Wein, Wein, Wein, wir lassen es nicht sein. Da bereits der argentinische Wein äusserst lecker war, wollen wir auch den chilenischen probieren. Da wir sowieso nicht so die Grossstadtliebhaber sind, bietet sich uns hier zum Glück ein weiterer Besuch eines Weinguts am Rande der Stadt an. Da ja bald unsere Ferienwoche in einem Strandhaus in Bahía Inglesa ansteht, brauchten wir ja schliesslich auch noch etwas Wein auf Lager.

 

Die Tour führte uns durch einen grossen grünen Park, mit einem schönen alten Landhaus und mit allerlei verschiedenen Palmen und Bäumen direkt zu den Weinreben. Hier dürfen sich die Besucher, nach einer ersten Degustation, auf die unzähligen Reben mit roten und weissen Weintrauben stürzen und naschen. Man fühlt sich wie ein kleines Kind, dass mit klebrigen Fingern in kurzer Zeit so viele süsse Trauben wie möglich sammeln und essen will. Der zweite Wein ist super lecker – ein Carménère – diesen Wein müssen wir haben. Vor dem letzten Glas geht es dann noch in den Keller des Teufels, wo die Geschichte des Diablo richtig cool mit Beamer und Lichteffekten im dunklen Keller erzählt wird. Der Sage nach wird dieser Weinkeller seit jeher vom Teufel persönlich beschützt. Noch das letzte Glas Wein probieren und dann ab in den Laden unseren Favoriten kaufen gehen – alles in allem ein genüsslicher Ausflug.

 

Zum Abendessen ein weiterer Grossstadtvorteil – Lieferservice. Wir lassen uns Thai ins Haus kommen – mmmmh…

Fantasialandia

Am Sonntag luden wir Eric und Natalie ins Fantasilandia ein. Dieser Vergnügungspark mitten in der Stadt bietet ein paar ziemlich gute Achter- und Wasserbahnen, bei welchen man kräftig durchgerüttelt oder klitschnass wird. Er ist nicht sehr weitläufig angelegt aber hat ziemlich viel zu bieten und ist hübsch gepflegt. Hier vergnügen wir uns den ganzen Nachmittag und verbringen einen «normalen» Sonntagnachmittag mit Freunden wie wir es auch zu Hause tun würden. Nach dem Park bestellen wir uns eine riesige Portion Sushi ins Haus (sehr lecker und günstig) bevor wir dann ein paar Stunden später zu einem Treffen mit weiteren Freunden aus dem AmaZoonico aufbrechen, eine leckere Pizza teilen und einige Cocktails (zuviel) schlürfen.

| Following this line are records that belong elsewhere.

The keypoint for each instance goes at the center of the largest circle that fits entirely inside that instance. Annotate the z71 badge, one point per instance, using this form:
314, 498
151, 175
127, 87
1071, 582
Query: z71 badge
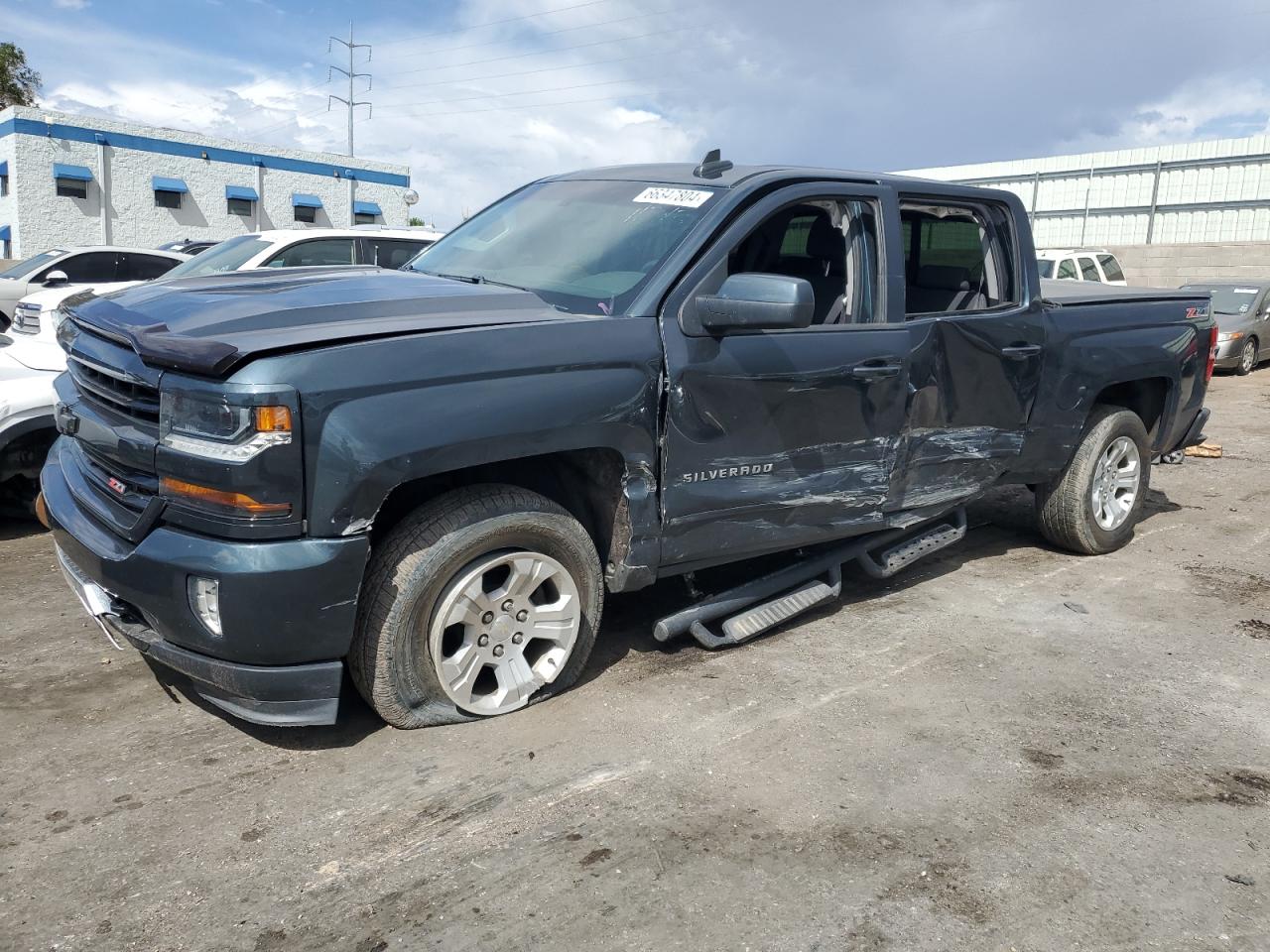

Noch am selben Abend vor dem zu Bett gehen, musste sich Beni das ganze nochmals durch den Kopf gehen lassen, weil es ihm nur noch drehte. So viel haben wir nun auch nicht getrunken, aber wir sind wahrscheinlich etwas aus der Übung.

 

Als jedoch am nächsten Morgen mit zusätzlichen starken Kopfschmerzen und Schwindel Beni’s "Kotzerei" ungebremst weiter geht, während Joli topfit ist, ahnen wir, dass es nicht nur ein normaler Kater sein kann. Mit letzter Kraft und bereits dunkel unterlaufenen Augen fuhren wir mit einem Taxi zu einem Chiropraktiker – die Wissen einem bekanntlich eher zu helfen als normale Ärzte. Der Chiropraktiker sagte nur: «Ah Fantasialandia – alles klar!» Was bei Joli dank der Achterbahnen wieder zurecht gerückt wurde, hat sich bei Beni wohl verklemmt. Nach einer Stunde beim Chiro und zwei Behandlungen ging es zum Glück schnell besser, so dass wir die Reise nach Valparaiso, allerdings mit einem Uber Taxi anstatt einem Bus, doch noch wie geplant in Angriff nehmen konnten. 

 

Uber ist, am Rande bemerkt, eine App mit welcher man ein Privat Taxi bestellen kann. Private Fahrer bieten hier Taxidienste an, und das meistens zu einem besseren Preis als die, oft korrupten, offiziellen Taxis.